Microsoft and Alphabet, two of the most famous companies with investors focused on environmental, social and governance issues, seek to maintain ESG disclosures outside of regulatory information for fear of legal risk.

The ESG positions of technology companies, submitted to the U.S. Securities and Exchange Commission in recent days, have sparked a battle with Pimco, Invesco and other major wealth managers who want ESG information to be included in the 10-K annual regulatory announcements. The SEC plans to make disclosures mandatory and consider where they should be made.

Josh Zinner, chief executive of the Interfaith Center for Corporate Responsibility, which includes religious organizations and other investors in mind ESG, said such disclosures create a “more level playing field and highlight the leadership of these companies.”

Microsoft and Alphabet, he said, “position themselves as leaders in sustainability and should certainly support mandatory disclosure on ESG issues, including in their regulatory records where they will be responsible for the content of this information.”

The battle between asset managers and companies for ESG disclosure is expected to intensify in the coming months. With global warming and human rights posing new risks for companies, the SEC has launched an unprecedented disclosure regulation for the ESG sector boom.

By 2021, nearly a third of global capital flows will go into ESG funds, Bank of America said in a June 1 report. Activity under management in ESG funds hit a record $ 1.4 billion in April, more than double the level a year ago and grows to nearly 3 times the rate of non-assets ESG, the bank said.

Microsoft and Alphabet have taken advantage of this source. Microsoft is the most widely held company in ESG funds in the United States, said Bank of America. Alphabet is one of the top 10 most popular ESG companies and holds in nearly half of all U.S. ESG funds, BoA said.

Alphabet joins other technological societies in a letter SEC last week it recommended ESG disclosures “be provided via separate climate reports to the SEC.”

“Given that climate disclosures are based on estimates and assumptions that involve inherent uncertainties, it is important not to subject companies to improper liability, even from private parties,” the companies said.

If companies are concerned about being cited in the lawsuit, it could undermine the SEC’s overall goal of providing more ESG data to the market, said Patrick Flynn, vice president for sustainability at Salesforce, one of the signatories of the letter. “It’s a new process for companies to go through, and they have to establish new procedures. Allowing some sort of safe port of responsibility…[allows]and companies to push willingly and not just do the minimum ”.

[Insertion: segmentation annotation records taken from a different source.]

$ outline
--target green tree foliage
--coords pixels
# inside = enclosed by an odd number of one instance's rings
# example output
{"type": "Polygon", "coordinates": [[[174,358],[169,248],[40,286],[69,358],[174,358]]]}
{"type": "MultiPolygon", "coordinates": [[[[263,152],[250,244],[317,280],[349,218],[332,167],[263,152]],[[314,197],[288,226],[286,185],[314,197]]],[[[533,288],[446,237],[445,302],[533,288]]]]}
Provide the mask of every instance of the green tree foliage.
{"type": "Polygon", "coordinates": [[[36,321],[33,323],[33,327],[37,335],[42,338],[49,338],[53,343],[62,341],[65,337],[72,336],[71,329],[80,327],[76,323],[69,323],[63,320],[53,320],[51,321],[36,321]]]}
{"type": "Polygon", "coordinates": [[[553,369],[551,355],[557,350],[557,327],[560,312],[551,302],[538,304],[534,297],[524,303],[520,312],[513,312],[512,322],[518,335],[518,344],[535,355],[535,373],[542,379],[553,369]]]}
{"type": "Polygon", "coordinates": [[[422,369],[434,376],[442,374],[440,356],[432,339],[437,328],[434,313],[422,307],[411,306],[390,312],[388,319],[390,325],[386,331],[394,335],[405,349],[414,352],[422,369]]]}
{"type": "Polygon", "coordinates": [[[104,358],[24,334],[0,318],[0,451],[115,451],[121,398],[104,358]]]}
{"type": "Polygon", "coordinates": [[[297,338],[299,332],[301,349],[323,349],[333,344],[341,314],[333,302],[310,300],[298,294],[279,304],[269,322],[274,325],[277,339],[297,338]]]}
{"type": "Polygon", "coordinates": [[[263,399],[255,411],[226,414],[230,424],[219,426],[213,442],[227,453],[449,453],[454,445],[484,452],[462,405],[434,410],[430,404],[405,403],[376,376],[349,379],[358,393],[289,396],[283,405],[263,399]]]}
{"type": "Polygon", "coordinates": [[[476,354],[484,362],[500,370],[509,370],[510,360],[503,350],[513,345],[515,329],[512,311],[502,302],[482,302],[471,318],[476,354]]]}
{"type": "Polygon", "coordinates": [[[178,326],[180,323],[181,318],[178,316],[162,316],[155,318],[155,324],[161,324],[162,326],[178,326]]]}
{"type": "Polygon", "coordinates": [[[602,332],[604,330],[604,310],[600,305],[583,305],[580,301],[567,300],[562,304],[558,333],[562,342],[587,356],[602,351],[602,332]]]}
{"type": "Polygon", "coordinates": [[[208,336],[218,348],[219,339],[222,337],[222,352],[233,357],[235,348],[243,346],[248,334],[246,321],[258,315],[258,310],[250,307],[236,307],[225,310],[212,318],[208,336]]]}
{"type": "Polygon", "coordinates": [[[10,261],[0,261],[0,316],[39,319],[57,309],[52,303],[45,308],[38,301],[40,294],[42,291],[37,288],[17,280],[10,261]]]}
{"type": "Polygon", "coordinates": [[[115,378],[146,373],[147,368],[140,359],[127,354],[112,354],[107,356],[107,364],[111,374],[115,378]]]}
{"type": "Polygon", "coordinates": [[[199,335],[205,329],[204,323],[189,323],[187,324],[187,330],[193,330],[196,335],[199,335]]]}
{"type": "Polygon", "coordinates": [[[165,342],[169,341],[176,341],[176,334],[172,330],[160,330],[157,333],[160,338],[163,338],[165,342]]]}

In a statement, Microsoft said his SEC letter it was not intended to imply that climate disclosures would remain outside the SEC filings entirely. He said his cycle for compiling and verifying climate data could not be aligned with year-end budgets.

While continuing to provide ESG disclosures outside of SEC filings, Microsoft said “we believe that climate disclosures in SEC filings should be limited to information that is material for an investment or voting decision regarding the company.”

Alphabet declined to comment.

“While it’s nice to see the company’s ESG leaders supporting the SEC adopt climate disclosure standards, we disagree with their assertion that such disclosures should be outside of current SEC standard presentations such as the 10-K, 10-Q or proxy statement, ”he said. Molly Betournay, director of equity defense at Clean Yield Asset Management, which has $ 450m in assets under management. “Standard climate reporting should include regular filing with the SEC.”